The SOC team had a mix of ingestion and detection sources to deal with, ranging from security vendor products and open source platforms to in-house tools and proprietary solutions. While the team had a security information and event management (SIEM) solution to aggregate logs, the analysts spent a great deal of time investigating duplicate alerts instead of hunting threats. Case management was also bogged down with the need to pivot between multiple screens, often resulting in the analysts cutting and pasting information manually.
In addition, there was a need to chase down analysts at the end of each month to get details for case management reports. These low-level tasks prevented analysts from focusing on data interpretation and problem solving, which ultimately led to longer resolution times and lower productivity.
The SOC team first deployed Cortex™ XSOAR playbooks to identify and remove duplicate alerts generated by its cybersecurity tools. The team also leveraged Cortex XSOAR to automate case metrics tracking and reporting. With the expanded visibility across cases, the team was able to derive similarities and surface trends that weren’t visible before.
As analysts tracked their actions within Cortex XSOAR, this facilitated monthly risk audit reporting since case data and analyst actions were now archived and easily retrievable from one location. This common knowledge repository enabled a smoother transition of knowledge between analyst shift changes and served as a training resource for lower level analysts.
The case management lifecycle managed within Cortex XSOAR includes ticketing. By automating and integrating the ticketing process, the SOC managers were able to free up analysts from doing tedious tasks, such as manually copying information from one system to another, so they could focus on threat hunting and decision-making.
As the SOC team is very focused on metric data-driven decisions, there are plans to integrate Cortex XSOAR with in-house visualization platforms for advanced reporting and insights.
Cortex XSOAR enabled the SOC team to be as aggressive as necessary in alert settings without worrying about impacting analyst workload. As a result of automating deduplication efforts, the SOC team was able to reduce alert volume by 30% within the first month of operation. This netted out to time savings approximately equal to a full-time analyst.

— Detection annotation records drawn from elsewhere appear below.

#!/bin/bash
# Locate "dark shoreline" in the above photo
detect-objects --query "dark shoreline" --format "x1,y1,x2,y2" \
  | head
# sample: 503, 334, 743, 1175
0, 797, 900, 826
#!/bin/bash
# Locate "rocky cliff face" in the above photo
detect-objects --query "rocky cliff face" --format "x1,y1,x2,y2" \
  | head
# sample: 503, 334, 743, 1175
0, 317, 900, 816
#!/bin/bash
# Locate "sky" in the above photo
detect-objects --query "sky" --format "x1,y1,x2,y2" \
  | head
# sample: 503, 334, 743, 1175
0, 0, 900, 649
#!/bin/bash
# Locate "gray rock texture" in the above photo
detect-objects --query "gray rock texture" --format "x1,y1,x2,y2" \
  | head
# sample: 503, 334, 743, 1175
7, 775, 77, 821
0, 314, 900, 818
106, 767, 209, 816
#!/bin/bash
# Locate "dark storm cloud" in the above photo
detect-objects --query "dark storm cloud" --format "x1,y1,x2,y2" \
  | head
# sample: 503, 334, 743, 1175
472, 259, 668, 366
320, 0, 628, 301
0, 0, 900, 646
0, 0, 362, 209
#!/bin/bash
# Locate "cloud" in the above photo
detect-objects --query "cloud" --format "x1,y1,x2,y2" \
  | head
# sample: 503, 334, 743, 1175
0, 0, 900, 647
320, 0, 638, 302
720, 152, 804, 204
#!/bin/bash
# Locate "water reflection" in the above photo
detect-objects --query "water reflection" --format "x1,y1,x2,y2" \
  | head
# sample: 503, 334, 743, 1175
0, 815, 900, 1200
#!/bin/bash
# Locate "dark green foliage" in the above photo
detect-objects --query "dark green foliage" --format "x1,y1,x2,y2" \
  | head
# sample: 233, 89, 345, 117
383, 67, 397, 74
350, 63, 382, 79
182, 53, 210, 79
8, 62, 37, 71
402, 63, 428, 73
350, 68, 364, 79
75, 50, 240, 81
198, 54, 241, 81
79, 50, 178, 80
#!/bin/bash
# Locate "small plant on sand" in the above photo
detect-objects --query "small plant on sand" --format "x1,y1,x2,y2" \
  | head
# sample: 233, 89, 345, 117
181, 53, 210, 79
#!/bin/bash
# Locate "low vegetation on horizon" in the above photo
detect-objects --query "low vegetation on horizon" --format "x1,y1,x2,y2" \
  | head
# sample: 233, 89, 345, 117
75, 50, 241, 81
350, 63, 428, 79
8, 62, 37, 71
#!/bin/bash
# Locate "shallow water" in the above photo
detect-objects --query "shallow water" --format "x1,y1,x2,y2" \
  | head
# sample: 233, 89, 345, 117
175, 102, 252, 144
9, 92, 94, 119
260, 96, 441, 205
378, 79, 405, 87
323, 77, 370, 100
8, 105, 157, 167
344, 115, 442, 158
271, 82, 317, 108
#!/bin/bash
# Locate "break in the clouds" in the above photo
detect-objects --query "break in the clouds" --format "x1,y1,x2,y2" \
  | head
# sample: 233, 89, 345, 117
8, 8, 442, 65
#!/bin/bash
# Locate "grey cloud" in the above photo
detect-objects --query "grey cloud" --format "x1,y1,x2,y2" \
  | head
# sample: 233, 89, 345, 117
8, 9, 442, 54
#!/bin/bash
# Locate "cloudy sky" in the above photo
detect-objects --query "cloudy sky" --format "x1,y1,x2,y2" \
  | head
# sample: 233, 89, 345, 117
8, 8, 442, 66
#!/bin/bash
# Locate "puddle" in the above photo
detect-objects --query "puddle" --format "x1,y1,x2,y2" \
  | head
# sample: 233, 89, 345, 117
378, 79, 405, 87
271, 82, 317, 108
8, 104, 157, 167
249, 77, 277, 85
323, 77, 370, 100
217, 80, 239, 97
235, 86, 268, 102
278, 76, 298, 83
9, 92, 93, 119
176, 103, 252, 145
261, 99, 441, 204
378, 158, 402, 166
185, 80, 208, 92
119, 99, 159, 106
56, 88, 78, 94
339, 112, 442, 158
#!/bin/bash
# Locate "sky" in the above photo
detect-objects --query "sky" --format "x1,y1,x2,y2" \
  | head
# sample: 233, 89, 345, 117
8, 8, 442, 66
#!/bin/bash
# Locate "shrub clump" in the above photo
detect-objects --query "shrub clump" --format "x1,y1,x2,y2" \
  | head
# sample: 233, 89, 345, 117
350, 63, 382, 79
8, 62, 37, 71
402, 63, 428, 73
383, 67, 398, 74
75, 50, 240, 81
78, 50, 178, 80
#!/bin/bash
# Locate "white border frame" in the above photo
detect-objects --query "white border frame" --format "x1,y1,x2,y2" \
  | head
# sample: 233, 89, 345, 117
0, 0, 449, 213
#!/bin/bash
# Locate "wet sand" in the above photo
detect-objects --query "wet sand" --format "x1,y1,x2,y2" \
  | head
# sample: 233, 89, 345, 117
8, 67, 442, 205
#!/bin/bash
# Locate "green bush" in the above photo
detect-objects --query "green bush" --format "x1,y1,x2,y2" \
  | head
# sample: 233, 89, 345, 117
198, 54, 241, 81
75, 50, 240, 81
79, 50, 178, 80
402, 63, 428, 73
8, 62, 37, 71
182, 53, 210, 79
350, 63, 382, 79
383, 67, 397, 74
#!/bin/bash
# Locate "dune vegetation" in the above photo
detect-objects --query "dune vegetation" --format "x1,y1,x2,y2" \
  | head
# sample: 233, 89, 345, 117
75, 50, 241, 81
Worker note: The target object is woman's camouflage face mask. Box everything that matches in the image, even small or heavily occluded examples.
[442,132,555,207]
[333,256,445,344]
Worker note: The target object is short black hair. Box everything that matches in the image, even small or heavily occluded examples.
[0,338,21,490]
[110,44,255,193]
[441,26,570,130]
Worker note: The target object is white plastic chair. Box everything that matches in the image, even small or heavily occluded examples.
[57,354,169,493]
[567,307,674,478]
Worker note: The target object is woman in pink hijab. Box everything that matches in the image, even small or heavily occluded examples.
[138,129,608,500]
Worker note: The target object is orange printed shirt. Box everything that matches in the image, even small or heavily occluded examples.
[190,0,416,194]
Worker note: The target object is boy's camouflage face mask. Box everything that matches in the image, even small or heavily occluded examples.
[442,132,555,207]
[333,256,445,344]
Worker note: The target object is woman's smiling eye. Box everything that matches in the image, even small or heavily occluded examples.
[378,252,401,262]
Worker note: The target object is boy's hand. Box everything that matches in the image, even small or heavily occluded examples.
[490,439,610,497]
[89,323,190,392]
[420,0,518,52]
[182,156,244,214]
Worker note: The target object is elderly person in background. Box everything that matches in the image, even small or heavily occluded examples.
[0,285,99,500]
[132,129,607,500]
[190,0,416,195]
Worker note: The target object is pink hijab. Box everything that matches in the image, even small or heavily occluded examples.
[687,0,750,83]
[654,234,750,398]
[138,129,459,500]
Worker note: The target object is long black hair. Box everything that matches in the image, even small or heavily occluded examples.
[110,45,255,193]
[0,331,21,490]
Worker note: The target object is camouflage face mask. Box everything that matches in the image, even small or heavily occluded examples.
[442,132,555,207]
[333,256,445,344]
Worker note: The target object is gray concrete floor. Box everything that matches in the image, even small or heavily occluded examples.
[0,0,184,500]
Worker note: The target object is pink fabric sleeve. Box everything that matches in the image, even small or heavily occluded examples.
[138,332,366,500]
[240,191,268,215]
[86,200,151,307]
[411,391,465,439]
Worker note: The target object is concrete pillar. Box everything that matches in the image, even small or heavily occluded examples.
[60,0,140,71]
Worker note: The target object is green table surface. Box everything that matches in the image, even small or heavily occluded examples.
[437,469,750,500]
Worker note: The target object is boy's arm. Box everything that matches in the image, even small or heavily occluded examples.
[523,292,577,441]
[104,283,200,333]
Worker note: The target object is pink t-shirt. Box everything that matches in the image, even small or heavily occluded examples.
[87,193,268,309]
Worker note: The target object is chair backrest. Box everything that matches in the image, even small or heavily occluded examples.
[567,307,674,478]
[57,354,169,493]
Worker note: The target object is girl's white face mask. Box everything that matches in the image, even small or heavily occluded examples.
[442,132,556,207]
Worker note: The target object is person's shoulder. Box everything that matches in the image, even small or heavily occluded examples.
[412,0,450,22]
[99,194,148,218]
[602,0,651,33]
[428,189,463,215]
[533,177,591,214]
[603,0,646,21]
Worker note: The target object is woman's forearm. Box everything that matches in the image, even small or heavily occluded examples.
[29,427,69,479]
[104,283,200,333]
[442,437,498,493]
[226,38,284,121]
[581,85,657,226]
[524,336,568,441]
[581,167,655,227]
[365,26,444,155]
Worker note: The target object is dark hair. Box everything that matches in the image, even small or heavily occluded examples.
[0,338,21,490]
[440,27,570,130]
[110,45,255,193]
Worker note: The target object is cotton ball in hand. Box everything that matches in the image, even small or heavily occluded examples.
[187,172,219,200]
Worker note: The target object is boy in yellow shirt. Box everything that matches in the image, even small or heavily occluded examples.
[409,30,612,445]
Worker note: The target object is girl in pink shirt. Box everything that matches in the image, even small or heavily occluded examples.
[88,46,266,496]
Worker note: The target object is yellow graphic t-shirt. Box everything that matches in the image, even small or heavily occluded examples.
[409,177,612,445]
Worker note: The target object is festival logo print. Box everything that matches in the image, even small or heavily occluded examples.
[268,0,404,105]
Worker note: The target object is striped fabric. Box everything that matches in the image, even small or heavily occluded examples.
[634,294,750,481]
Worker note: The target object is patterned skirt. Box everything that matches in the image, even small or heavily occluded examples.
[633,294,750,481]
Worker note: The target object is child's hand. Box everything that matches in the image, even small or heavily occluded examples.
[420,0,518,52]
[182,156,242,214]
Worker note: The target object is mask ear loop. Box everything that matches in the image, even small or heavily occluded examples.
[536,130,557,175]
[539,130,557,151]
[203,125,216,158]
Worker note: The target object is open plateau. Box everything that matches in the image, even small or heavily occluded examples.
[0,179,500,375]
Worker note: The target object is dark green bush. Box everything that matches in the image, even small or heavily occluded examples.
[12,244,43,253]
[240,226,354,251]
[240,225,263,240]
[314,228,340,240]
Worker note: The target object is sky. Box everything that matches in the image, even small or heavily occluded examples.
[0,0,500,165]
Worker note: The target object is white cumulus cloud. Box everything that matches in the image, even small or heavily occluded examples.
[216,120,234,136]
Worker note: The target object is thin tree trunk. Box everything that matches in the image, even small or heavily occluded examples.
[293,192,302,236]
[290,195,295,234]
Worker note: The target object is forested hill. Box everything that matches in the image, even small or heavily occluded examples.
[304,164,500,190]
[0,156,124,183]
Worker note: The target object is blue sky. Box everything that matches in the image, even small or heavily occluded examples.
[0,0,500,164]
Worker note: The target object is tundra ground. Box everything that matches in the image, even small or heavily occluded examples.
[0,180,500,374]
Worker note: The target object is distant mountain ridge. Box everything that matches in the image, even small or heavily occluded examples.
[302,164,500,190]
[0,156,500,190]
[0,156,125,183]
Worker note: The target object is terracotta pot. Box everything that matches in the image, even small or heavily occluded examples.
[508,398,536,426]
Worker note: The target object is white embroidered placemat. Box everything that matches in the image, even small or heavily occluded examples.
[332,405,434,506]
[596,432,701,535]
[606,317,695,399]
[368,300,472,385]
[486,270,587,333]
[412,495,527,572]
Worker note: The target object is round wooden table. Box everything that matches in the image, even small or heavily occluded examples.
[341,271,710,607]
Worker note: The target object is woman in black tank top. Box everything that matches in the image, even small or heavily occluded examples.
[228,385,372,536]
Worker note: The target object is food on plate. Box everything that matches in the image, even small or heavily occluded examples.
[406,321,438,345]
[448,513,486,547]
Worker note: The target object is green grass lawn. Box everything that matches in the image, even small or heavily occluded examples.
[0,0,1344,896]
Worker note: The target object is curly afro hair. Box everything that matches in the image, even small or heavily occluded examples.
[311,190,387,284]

An added benefit was in the area of metrics. As SIEM users know, the process of extracting metrics from an SIEM to identify similarities across cases can be onerous. The SOC team was able to leverage Cortex XSOAR playbooks to automate some of these tasks, producing previously undetected insights into problem areas related to people, processes, and technology. For example, the team discovered multiple malware cases associated with specific machines or user accounts. This was an unexpected benefit with the expanded visibility into
case-related metrics.
As the SOC team builds out its automation efforts, the goal is to map alerts and threat behavior to the MITRE ATT&CK™ framework to better understand security risk against adversarial threat behavior as well as aid in planning better defenses and verifying the effectiveness of existing defenses.